その山の麓にアドミラル・グラーフ・シュペーは巨大な手で新たなロボットを握りつぶす。
「でもさぁ、俺が立ってるだけって言うのはどうかな?」
「指揮官は見ているだけでも良い。姉さんは文句を言わずに送り出してくれた…つまり、そう言うことだ。ここで手を出す必要はない」
「そうか…」
ティルピッツの言葉に鉄血は少し落ち着きを取り戻した。鉄血艦隊が駆逐しつつあるロボットたちは国立雄英高校、入試試験の評価機。

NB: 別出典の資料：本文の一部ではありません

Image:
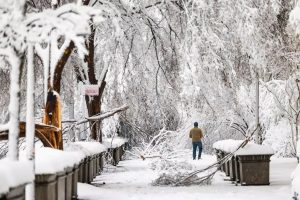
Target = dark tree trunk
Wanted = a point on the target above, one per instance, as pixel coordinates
(93, 103)
(60, 66)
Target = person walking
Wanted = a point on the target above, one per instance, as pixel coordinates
(196, 135)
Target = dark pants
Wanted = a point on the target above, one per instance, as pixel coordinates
(195, 145)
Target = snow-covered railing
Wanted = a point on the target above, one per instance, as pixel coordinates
(14, 174)
(49, 160)
(114, 142)
(87, 148)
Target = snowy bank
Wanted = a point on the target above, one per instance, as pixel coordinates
(49, 161)
(250, 148)
(114, 142)
(14, 173)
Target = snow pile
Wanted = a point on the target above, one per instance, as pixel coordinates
(250, 148)
(14, 173)
(89, 148)
(296, 181)
(114, 142)
(298, 149)
(255, 149)
(227, 145)
(49, 161)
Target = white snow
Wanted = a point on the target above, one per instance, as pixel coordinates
(132, 179)
(14, 173)
(298, 148)
(50, 160)
(296, 180)
(114, 142)
(250, 148)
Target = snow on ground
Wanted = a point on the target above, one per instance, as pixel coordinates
(131, 180)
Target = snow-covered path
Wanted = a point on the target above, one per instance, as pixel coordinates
(131, 180)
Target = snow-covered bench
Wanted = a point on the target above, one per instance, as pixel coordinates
(249, 165)
(14, 175)
(116, 148)
(56, 174)
(223, 148)
(92, 162)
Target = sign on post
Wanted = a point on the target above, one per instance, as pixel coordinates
(91, 90)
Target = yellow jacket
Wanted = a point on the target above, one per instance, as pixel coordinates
(196, 134)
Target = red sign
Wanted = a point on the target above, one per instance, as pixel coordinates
(91, 90)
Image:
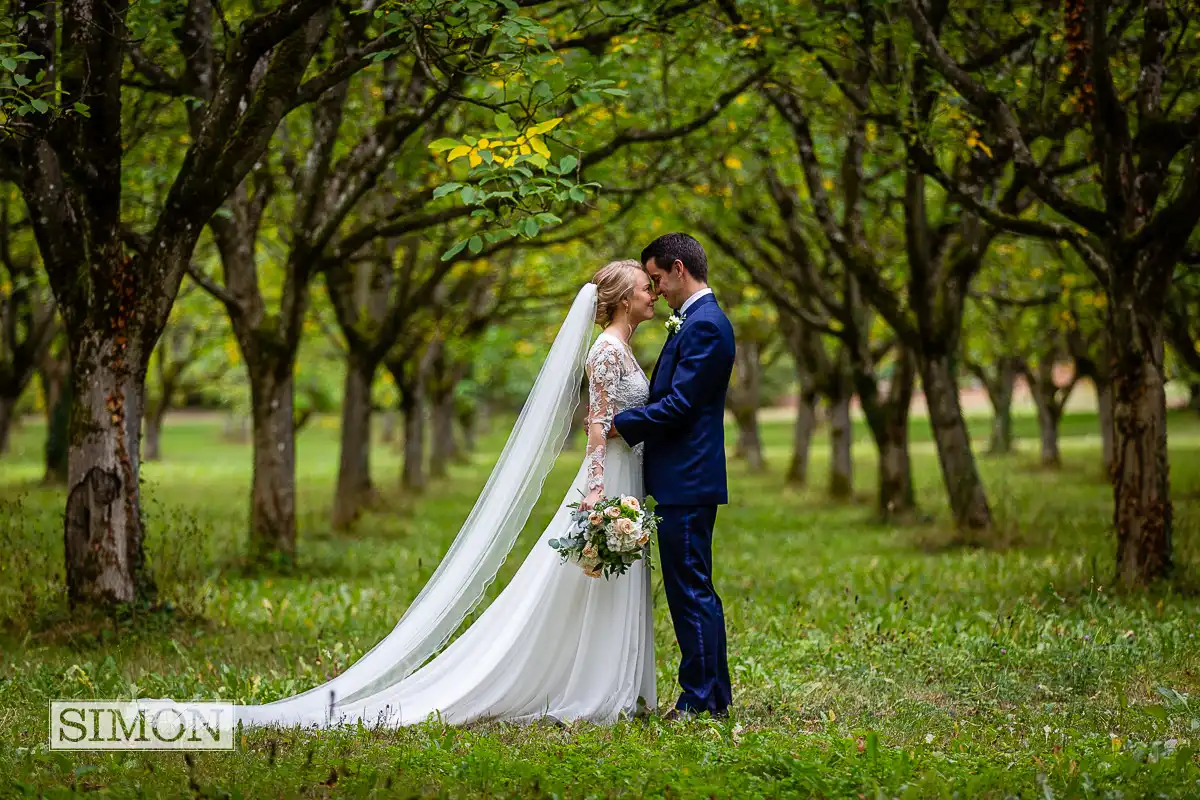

一見すれば異端である人を産み出す個性。その所有者《船 鉄血》は入試実技1位を手に入れたのだった。
ーーーー
ワンシーンチラ見せ
「ちっ!堂々と戦いやがれこの陰キャ野郎が!」
「悪いが個性全開のお前と戦う気はない。これが俺の個性なんでね…それに」
「よそ見の暇があるのか?」
「クソが!」
ティルピッツの一撃をかろうじて避ける爆轟。ティルピッツの至近距離で高威力の爆発を叩き込むが彼女は何事もないようにピンピンしている。
「無駄だ。私には効かん…」
戦艦同士の殴りあいを前提に設計された戦艦に爆発ごときでは効かない。彼とティルピッツたちは絶望的に相性が悪かった。
「ふっ!」
「くっ!」
ティルピッツは持っていた旗で鋭い斬檄を繰り出すと彼を追い詰めていく。ただ坦々とマシーンのように正確無比の攻撃に爆轟は防戦一方だった。
(なんとか虚を突いて…)
「スタングレネード!」
ティルピッツの攻撃と同時に放たれた眩い閃光。それによってティルピッツに少しだけ隙が出来る。それを見逃さずに彼女を突破、鉄血に肉薄する。
「死ねやおらぁ!」
「そんな…バカな……」
目を見開く鉄血、それと同時に爆轟の一撃が炸裂する。巨大な爆発に巻き込まれて姿が見えなくなる二人。危機的状況からの一発逆転。観衆がざわめく中、姿を表した二人は観客の思い浮かべていた表情とは全く違った表情をしていた。
「てめぇ、まだ隠してたのか」
「とでも…言うと思ったかい?この程度は想定の範囲だよ!」
二人の間に割り込んでいたのは竜のような鋼鉄のマシーン。巨大な砲を持つ竜の前に立っていたのはローン。
「ふふっ…若いわね。若い子は大好きよぉ」
「年齢なら俺と同じだけどな」
「それは言わない約束でしょ、指揮官!」
のんびりとした口調に反してローンの手は爆轟の首と利き腕をしっかりと掴んでガッチリと拘束している。
「なめんな!」
ゼロ距離による爆発、だがそれはローンにも通じない。その上、ローンの圧倒的馬力に対して爆轟はその手を振り払えずにいた。
「悪い子にはおしよきですよぉ」
爆轟を高く掲げたローンはそのまま地面に彼を叩きつける。その見た目から想像できないパワーでコンクリートに叩きつけられた爆轟は苦悶の声をあげるが間髪いれずにローンの足元に爆発を叩きつける。
「あら」
足場を崩された彼女は体勢を崩す。そんな彼女にすかさず顎にむけて蹴りを入れようとするが受け止められる。
「見た目より考える…危険な子ね……」
「がぁ!?」
「でも私だけ見つめられても困るわね」
ローンの言葉と共にティルピッツは大きく振り上げていた拳で爆轟の意識を刈り取るのだった。